Par un arrêt rendu le 24 juin 2025, la cour administrative d’appel de Toulouse précise les limites de l’obligation de signalement incombant au préfet. Le tribunal d’instance de Carcassonne avait ordonné, le 2 novembre 2015, l’expulsion d’une occupante occupant sans titre une maison située à Alet-les-Bains. Cette décision fut confirmée par un arrêt de la cour d’appel de Montpellier du 19 décembre 2019 avant toute demande de force publique. La requérante contestait le refus de dénoncer au procureur des faits de recel successoral et sollicitait l’indemnisation de ses préjudices moraux et matériels. Le tribunal administratif de Montpellier ayant rejeté ses conclusions le 13 juin 2023, elle a interjeté appel contre ces deux jugements. La juridiction devait déterminer si l’administration doit signaler des litiges privés et si l’expulsion forcée constituait une faute de nature indemnitaire. Le juge confirme la légalité de l’abstention préfectorale concernant le signalement pénal (I) et valide l’octroi de la force publique pour l’expulsion (II).

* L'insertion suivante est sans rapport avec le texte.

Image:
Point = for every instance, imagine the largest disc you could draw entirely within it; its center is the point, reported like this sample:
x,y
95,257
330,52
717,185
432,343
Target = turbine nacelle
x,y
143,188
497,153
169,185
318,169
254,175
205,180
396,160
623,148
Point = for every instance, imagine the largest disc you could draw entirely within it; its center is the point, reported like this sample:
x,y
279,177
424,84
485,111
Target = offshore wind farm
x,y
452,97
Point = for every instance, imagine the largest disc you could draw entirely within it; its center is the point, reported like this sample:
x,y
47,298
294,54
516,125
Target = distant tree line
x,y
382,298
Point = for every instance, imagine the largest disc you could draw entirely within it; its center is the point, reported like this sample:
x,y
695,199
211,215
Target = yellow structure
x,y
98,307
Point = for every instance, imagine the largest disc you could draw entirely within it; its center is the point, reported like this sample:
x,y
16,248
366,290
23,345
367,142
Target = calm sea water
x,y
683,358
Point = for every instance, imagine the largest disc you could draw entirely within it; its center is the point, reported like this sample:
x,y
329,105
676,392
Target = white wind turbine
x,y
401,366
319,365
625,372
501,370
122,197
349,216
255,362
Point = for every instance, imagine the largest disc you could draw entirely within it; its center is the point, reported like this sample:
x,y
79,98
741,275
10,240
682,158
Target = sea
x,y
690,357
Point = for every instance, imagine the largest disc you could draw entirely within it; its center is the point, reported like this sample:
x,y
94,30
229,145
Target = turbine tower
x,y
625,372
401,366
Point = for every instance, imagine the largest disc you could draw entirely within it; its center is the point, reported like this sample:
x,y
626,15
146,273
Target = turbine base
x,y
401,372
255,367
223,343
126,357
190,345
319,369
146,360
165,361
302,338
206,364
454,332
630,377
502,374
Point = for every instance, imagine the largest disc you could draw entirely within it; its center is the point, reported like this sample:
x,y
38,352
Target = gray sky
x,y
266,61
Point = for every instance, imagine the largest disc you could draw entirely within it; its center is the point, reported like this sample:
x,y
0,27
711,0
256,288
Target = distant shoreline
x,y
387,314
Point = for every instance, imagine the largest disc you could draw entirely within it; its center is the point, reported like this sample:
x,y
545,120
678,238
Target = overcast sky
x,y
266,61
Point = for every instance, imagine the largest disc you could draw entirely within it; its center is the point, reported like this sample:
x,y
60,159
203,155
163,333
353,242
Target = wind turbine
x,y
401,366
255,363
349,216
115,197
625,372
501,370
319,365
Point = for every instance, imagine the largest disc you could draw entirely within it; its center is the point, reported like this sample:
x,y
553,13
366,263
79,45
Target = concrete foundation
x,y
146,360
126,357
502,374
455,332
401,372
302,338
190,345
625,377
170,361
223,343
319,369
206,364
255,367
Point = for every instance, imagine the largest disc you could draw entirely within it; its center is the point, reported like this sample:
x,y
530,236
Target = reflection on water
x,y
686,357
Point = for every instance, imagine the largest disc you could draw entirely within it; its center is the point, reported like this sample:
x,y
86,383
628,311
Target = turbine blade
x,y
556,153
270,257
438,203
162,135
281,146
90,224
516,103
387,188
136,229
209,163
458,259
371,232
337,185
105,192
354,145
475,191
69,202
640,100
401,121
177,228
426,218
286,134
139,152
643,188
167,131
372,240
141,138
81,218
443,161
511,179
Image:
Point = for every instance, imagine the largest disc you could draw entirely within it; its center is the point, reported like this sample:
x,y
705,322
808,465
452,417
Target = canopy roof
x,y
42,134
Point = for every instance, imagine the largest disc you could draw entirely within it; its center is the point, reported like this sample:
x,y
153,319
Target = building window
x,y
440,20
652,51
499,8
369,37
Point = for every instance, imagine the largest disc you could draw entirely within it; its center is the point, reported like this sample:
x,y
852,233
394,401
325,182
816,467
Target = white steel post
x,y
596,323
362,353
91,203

**I. La légalité de l’abstention préfectorale au regard de l’obligation de signalement pénal**
**A. L’interprétation restrictive de l’obligation issue de l’article 40 du code de procédure pénale**
L’article 40 du code de procédure pénale impose aux agents publics de signaler les crimes ou délits constatés durant leur service habituel. La cour administrative d’appel de Toulouse précise que cette obligation suppose des faits « suffisamment établis » par l’autorité administrative saisie de la demande. Ce signalement s’impose seulement si les faits portent une « atteinte suffisamment caractérisée » aux intérêts dont l’administration doit normalement assurer la sauvegarde. Le juge limite ainsi la portée de cette dénonciation aux infractions interférant directement avec les missions régaliennes ou administratives de l’État.

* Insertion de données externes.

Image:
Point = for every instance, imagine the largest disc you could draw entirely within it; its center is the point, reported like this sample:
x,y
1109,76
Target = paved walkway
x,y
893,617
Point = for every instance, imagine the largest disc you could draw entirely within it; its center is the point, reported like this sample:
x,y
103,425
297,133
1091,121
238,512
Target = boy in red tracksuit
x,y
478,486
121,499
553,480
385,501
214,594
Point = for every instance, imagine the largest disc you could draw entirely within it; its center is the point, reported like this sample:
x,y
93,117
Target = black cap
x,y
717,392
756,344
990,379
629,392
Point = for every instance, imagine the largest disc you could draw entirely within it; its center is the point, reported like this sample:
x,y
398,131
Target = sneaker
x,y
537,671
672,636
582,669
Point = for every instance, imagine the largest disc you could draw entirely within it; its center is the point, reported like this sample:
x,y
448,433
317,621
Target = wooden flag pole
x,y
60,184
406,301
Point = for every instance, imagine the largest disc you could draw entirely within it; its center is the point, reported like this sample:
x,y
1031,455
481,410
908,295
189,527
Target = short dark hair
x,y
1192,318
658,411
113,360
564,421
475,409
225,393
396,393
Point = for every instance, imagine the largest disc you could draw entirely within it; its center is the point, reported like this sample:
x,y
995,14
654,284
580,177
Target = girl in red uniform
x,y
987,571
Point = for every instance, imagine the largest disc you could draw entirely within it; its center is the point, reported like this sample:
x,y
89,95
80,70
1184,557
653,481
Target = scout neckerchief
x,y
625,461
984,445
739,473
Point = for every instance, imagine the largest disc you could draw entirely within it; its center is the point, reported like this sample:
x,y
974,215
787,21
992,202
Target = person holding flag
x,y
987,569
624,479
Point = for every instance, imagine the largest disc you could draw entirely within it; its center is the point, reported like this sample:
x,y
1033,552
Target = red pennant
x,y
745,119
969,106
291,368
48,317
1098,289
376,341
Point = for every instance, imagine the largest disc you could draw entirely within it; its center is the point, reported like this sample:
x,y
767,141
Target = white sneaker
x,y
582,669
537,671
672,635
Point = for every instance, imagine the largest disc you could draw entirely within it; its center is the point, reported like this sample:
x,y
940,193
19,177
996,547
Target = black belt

**B. L’absence de faits caractérisés portant atteinte aux missions de l’autorité administrative**
L’administration n’est pas tenue de s’immiscer dans les querelles privées étrangères à ses prérogatives de police ou de gestion du domaine. Les éléments transmis au préfet décrivaient exclusivement un contexte successoral tendu ayant déjà fait l’objet de plusieurs décisions devant le juge civil. Le magistrat estime que ces griefs « se rapportent à un litige civil entre deux personnes privées » sans constituer une menace pour l’ordre public. Dès lors, l’autorité préfectorale n’a commis aucune erreur d’appréciation en s’abstenant de saisir le parquet pour des faits purement patrimoniaux. Cette distinction entre ordre public et intérêts privés fonde également l’analyse du juge concernant l’octroi nécessaire du concours de la force publique.
**II. La régularité du concours de la force publique face au droit à l’exécution des décisions de justice**
**A. La primauté de l’exécution des titres exécutoires en l’absence de risques exceptionnels**
L’État doit prêter son concours à l’exécution des titres exécutoires sauf si des raisons impérieuses d’ordre public s’y opposent formellement. Selon la cour, « l’Etat est tenu de prêter son concours à l’exécution des jugements et des autres titres exécutoires » en toute circonstance. Le juge vérifie si l’expulsion ne porte pas une « atteinte à la dignité de la personne humaine » compte tenu de faits nouveaux. Aucun risque manifeste de trouble à l’ordre public n’était ici caractérisé par la présence prolongée de l’occupante dans les lieux sans titre.
**B. L’inefficience des litiges de droit privé sur la responsabilité de l’État**
Les difficultés financières nées du partage successoral ne constituent pas des circonstances de nature à faire obstacle à une mesure d’expulsion ordonnée. La décision contestée ne présente aucune « illégalité fautive de nature à engager la responsabilité de l’État » envers la personne évincée par la force. L’absence de faute administrative écarte toute prétention indemnitaire relative aux préjudices matériels et moraux invoqués par la requérante devant la juridiction. La cour rejette donc l’ensemble des requêtes en confirmant la position adoptée initialement par les premiers juges dans leurs deux jugements attaqués.